SIYABONGA Gama runs arguably the most important part of South Africa’s government-controlled infrastructure: the country’s ports and railway network. South Africa lost out on much of the benefits of the last commodities boom partly because Transnet did not have sufficient capacity to move bulk commodities such as coal, chrome and manganese to ports, including Richards Bay, for export. The result was a decade-long slanging match between Transnet and the coal exporters over who was to blame. Frankly, fingers can be pointed at both sides. Transnet did drag its feet on increasing railage capacity, but the exporters were also guilty of not meeting export volume commitments to Transnet when markets turned down.
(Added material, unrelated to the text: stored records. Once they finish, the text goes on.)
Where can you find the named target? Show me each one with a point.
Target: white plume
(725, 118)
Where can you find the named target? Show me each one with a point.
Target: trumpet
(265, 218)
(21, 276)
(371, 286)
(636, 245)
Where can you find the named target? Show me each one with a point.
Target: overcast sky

That’s largely been sorted out on Gama’s watch through implementation of take-or-pay contracts on the coal exporters similar to those on the Sishen-Saldanha iron ore line. It seems a more workable relationship has been reached between the two sides under Gama who – in public at any rate – comes across as far more reasonable than his predecessor Brian Molefe. To adapt that old quip about the “Australian with a balanced outlook”, Molefe appeared to have an ideological chip on both shoulders, judging by his public tirades against the coal exporters.

LIFE OF SIYABONGA

He holds a BCom from the University of Swaziland, along with qualifications in port management from the universities of Singapore and Delft, as well as a Trium Global MBA from the Wharton School, the London School of Economics, Stern Business School and HEC Paris School of Management. He joined Transnet in 1994 and rose swiftly through the ranks, surviving a messy episode in 2010 when he was summarily dismissed from his position as chief executive of Transnet Freight Rail. He was re-instated in February 2011 by a new Transnet board. Gama moved to the top job at Transnet when Molefe was redeployed to run Eskom in 2015.